L’uomo di ferro ha i muscoli di latta

«Noi creiamo i nostri demoni», le maschere che indossiamo sono opera nostra. E finiscono per sostituirci, nel profondo. Lo ha scoperto persino il miliardario Tony Stark che armeggia pensieroso con i suoi giocattoli iper-tecnologici: lui che dovrebbe essere il semplice “meccanico”, a cui però talvolta sfugge di mano la creatura costruita, che porta il suo volto. D’acciaio. Non c’è più differenza ormai da il “dentro” e il “fuori” di Iron Man, supereroe umanizzato che approda al cinema nel terzo film della serie tratta dal fumetto della Marvel. Nuovo il regista, Shane Black, confermati invece gli interpreti (da Robert Downey Jr. a Gwyneth Paltrow e Don Cheadle), mentre cambia la squadra dei “cattivi” che in questo genere di film ha importanza fondamentale. Importante è infatti il lavoro fatto sul personaggio interpretato da Guy Pearce, il capo dell’organizzazione criminale che porta l’attacco al cuore del paese, a cui l’uomo di ferro dovrà cercare di opporsi. Con muscoli d’acciaio o piuttosto… di latta?

Perché questo è il nodo in Iron Man 3: i supereroi sono complessi e sfaccettati ormai, non più disegnati a due dimensioni. Sono perseguitati dagli incubi dei comuni mortali e sentono la missione con sempre maggiore peso. Capita dunque anche ad Iron Man che, anche se non avvolto dall’oscurità di Batman, è costretto a guardare l’altra faccia della medaglia per scoprirsi fragile.

L’America è minacciata dal Mandarino, un terrorista con la barba appuntita e una somiglianza strettissima con Bin Laden, che in diretta televisiva vuol piegare la nazione e l’Occidente intero, a colpi di attentati ed esecuzioni pubbliche di banchieri. Tony Stark-Iron Man avvista il pericolo per tempo, ma non fa in tempo a sottrarvisi. Anche perché il suo vero nemico forse non viene da fuori. Piuttosto è negli incubi notturni e nel riflesso del suo volto nella maschera d’acciaio che sta l’inghippo. Laggiù cova la vera minaccia.

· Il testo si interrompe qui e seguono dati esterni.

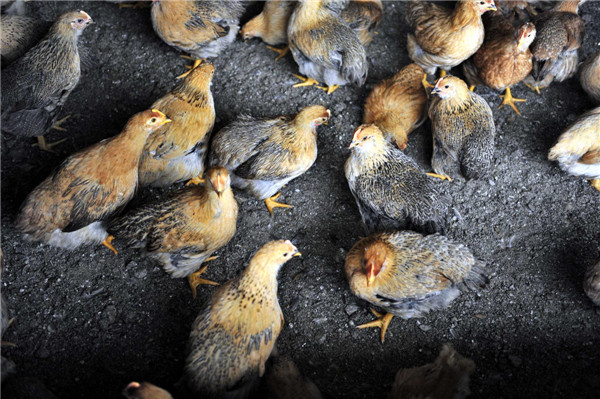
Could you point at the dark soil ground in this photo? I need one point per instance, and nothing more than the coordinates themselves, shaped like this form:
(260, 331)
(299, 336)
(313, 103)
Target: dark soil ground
(87, 322)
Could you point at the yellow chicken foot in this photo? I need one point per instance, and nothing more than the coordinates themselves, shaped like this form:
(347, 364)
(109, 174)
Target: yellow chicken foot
(271, 203)
(195, 280)
(108, 244)
(382, 321)
(510, 100)
(443, 177)
(281, 51)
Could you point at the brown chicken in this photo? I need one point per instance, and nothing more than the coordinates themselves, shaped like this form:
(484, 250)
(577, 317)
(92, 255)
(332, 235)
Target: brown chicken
(442, 37)
(178, 151)
(408, 274)
(578, 148)
(447, 377)
(184, 231)
(271, 25)
(398, 105)
(504, 59)
(463, 130)
(68, 208)
(235, 332)
(590, 77)
(263, 155)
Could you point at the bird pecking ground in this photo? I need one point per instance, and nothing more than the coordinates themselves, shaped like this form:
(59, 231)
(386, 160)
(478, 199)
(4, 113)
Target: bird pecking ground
(87, 322)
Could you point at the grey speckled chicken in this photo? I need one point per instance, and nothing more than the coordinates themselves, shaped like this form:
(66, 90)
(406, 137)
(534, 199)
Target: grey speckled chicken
(463, 131)
(389, 188)
(325, 48)
(35, 87)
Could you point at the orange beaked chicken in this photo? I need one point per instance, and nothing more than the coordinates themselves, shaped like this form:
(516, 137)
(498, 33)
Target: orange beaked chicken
(68, 208)
(236, 330)
(408, 274)
(178, 151)
(398, 105)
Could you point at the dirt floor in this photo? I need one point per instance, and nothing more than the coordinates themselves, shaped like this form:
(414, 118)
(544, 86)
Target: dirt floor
(87, 322)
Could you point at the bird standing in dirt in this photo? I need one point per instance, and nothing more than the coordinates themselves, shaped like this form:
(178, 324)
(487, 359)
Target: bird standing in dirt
(463, 131)
(263, 155)
(236, 330)
(68, 208)
(183, 231)
(389, 188)
(408, 274)
(178, 151)
(35, 87)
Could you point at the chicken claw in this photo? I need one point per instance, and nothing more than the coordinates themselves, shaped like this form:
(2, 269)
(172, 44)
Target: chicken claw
(510, 100)
(382, 321)
(271, 203)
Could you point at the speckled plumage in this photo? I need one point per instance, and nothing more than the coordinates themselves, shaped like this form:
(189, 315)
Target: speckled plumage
(184, 230)
(235, 332)
(201, 28)
(463, 130)
(178, 151)
(390, 189)
(325, 47)
(262, 155)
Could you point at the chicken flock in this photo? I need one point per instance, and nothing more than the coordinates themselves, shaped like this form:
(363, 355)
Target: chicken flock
(406, 266)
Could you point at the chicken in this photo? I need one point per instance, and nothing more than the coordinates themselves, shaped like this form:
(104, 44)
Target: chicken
(559, 36)
(263, 155)
(591, 283)
(178, 151)
(235, 332)
(463, 131)
(578, 148)
(284, 381)
(442, 37)
(389, 188)
(35, 87)
(590, 77)
(398, 105)
(408, 274)
(18, 35)
(68, 208)
(325, 48)
(447, 377)
(145, 390)
(184, 231)
(271, 25)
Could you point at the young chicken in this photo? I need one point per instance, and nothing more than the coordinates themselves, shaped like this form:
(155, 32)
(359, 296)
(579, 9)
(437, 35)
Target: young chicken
(67, 209)
(389, 188)
(408, 274)
(590, 77)
(201, 28)
(325, 48)
(447, 377)
(271, 25)
(35, 87)
(463, 131)
(235, 332)
(183, 232)
(263, 155)
(578, 148)
(178, 151)
(398, 105)
(442, 37)
(559, 36)
(504, 59)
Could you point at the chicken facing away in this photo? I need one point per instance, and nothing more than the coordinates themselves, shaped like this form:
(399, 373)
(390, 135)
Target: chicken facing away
(35, 87)
(578, 148)
(408, 274)
(263, 155)
(68, 208)
(236, 330)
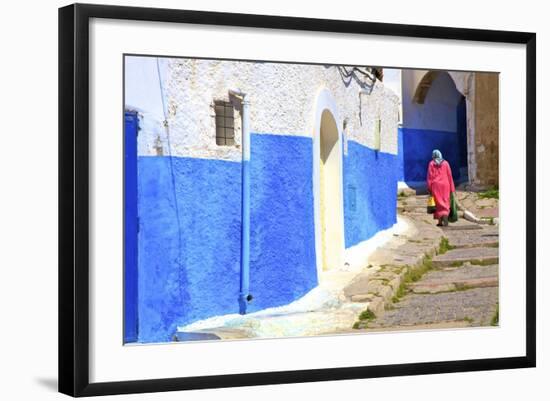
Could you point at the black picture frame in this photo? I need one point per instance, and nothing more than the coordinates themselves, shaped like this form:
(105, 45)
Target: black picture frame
(74, 194)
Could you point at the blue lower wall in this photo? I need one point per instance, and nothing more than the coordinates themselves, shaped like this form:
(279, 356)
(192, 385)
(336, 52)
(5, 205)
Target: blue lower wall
(189, 250)
(370, 192)
(417, 151)
(282, 248)
(190, 232)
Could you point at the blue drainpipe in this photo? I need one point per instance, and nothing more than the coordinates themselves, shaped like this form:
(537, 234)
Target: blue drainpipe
(244, 295)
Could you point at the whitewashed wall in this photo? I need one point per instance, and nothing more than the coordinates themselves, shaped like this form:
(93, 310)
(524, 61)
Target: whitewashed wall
(281, 98)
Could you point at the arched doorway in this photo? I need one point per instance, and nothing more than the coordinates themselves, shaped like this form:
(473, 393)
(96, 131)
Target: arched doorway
(330, 193)
(327, 183)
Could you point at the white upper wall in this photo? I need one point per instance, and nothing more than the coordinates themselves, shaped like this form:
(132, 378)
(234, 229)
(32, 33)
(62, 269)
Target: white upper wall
(438, 112)
(281, 99)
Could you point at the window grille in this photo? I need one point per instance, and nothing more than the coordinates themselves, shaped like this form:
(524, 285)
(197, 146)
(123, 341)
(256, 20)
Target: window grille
(225, 123)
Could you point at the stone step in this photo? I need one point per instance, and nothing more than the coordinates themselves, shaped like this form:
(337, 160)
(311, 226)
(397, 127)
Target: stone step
(475, 256)
(473, 239)
(434, 287)
(462, 225)
(456, 279)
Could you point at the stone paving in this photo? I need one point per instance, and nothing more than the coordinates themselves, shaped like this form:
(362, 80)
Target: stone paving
(416, 281)
(476, 307)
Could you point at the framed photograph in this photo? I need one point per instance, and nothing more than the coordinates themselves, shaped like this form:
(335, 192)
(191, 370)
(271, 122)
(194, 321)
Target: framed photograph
(251, 199)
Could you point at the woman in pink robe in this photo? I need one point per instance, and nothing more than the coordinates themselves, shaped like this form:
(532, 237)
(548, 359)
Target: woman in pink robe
(440, 185)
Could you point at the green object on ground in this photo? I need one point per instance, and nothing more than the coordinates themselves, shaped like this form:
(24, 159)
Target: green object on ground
(453, 215)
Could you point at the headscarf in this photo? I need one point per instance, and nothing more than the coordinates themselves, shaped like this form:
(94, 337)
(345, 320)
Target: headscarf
(437, 157)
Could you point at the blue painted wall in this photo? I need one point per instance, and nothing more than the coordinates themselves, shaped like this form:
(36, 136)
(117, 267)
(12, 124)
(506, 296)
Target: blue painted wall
(190, 233)
(417, 151)
(282, 249)
(370, 192)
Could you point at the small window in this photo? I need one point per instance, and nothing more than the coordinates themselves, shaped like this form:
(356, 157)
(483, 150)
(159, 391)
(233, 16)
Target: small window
(225, 127)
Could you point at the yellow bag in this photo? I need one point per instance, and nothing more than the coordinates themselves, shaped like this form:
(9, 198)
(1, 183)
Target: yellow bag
(431, 205)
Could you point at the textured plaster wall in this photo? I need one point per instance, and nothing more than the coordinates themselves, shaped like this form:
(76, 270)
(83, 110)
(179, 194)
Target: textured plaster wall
(282, 237)
(189, 242)
(282, 98)
(190, 234)
(487, 128)
(189, 189)
(370, 192)
(418, 146)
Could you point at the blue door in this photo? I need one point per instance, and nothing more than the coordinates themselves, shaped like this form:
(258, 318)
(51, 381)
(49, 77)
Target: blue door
(131, 227)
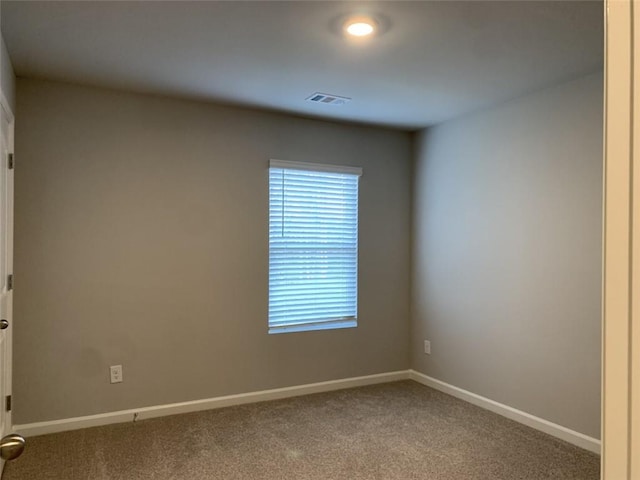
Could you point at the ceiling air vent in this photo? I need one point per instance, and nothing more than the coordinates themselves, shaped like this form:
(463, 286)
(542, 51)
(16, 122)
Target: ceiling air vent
(328, 99)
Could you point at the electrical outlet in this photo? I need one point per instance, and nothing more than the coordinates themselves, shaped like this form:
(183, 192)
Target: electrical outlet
(116, 373)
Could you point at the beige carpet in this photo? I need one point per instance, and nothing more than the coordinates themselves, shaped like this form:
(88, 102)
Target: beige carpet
(399, 430)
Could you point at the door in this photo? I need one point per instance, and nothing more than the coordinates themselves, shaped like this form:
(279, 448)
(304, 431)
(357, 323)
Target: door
(10, 445)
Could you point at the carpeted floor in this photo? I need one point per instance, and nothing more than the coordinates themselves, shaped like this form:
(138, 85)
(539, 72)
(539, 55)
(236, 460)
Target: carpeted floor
(399, 430)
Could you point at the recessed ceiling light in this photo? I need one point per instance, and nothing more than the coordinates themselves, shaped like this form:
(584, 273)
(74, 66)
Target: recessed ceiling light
(360, 26)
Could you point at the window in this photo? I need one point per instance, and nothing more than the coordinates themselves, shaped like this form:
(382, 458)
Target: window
(313, 246)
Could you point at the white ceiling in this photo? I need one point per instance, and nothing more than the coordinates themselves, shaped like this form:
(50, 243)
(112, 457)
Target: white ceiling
(437, 60)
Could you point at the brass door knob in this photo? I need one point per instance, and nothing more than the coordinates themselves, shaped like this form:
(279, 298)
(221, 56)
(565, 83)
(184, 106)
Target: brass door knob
(11, 446)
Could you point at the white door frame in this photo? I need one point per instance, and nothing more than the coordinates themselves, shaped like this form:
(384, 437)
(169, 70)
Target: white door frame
(6, 374)
(621, 279)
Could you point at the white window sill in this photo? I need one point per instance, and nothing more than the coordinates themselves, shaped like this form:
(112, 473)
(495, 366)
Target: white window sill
(308, 327)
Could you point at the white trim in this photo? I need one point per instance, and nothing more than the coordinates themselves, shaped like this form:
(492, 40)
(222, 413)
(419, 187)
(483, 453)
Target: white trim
(316, 167)
(576, 438)
(122, 416)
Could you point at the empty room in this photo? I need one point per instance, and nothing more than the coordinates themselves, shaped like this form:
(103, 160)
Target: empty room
(302, 240)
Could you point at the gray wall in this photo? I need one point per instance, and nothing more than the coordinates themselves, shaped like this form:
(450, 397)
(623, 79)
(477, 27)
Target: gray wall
(507, 253)
(7, 77)
(142, 240)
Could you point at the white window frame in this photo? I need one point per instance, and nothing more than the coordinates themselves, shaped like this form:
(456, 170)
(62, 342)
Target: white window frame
(280, 326)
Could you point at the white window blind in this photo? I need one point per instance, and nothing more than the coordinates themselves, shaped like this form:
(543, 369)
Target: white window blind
(313, 246)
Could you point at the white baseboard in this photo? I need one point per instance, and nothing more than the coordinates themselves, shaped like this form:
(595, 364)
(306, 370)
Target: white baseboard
(558, 431)
(122, 416)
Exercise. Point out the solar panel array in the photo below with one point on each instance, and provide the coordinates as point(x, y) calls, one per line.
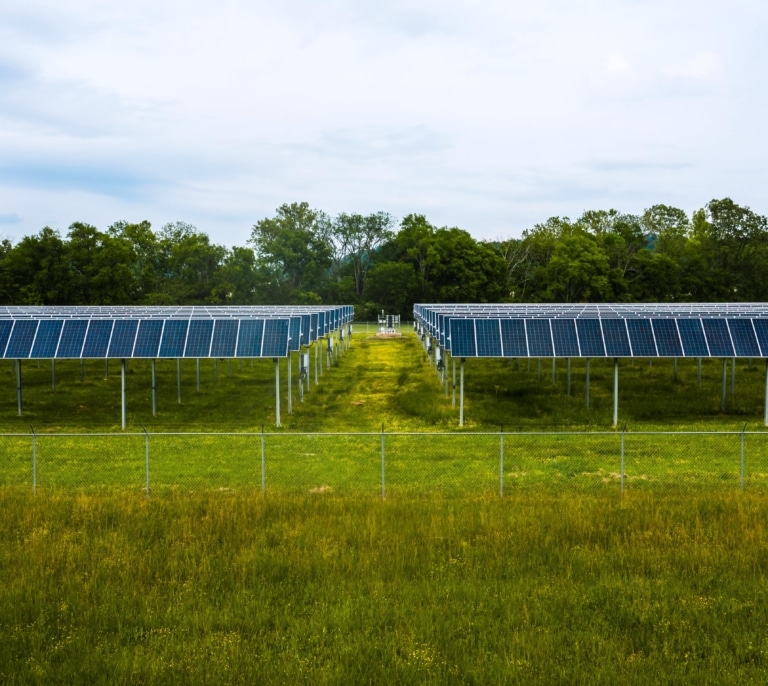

Alternando il tono ironico che è proprio del personaggio e introducendo una chiave che lo umanizza assai (al livello di altri “colleghi” con i superpoteri) Shane Black dirige un’avventura pirotecnica che è però destinata a deludere i puristi della Marvel e i seguaci della saga. Molta la carne messa al fuoco in fase di preparazione, ma è scarso poi il seguito che se ne dà sullo schermo, in termini di costruzione dei personaggi. Il film in questo senso vive su alcuni sprazzi, come il «non mi fai paura» sibilato da Stark alla sua maschera invincibile o negli attacchi di panico che rendono fragile l’eroe di ferro, ma ben presto è la parte più spettacolare e unidimensionale a prendere il sopravvento. Ci si concentra su scontri ed esplosioni a raffica perdendo di vista l’anima della storia. Resta certo la riflessione sul doppio, sulla rappresentazione del male e del bene, che trova anche una svolta (che non si può anticipare) originale attorno al personaggio del Mandarino: chi guida chi e chi è chi - ci si domanda in un mondo a fumetti che d’improvviso non è più classicamente diviso in bianco e nero. Con questi presupposti fa il suo ingresso in scena in questa terza parte della saga, che dovrebbe essere quella definitiva, l’eroe “di latta” in perenne lotta con se stesso. Moderno e non più invincibile, anche se forse non ancora così convinto di dover cedere le armi.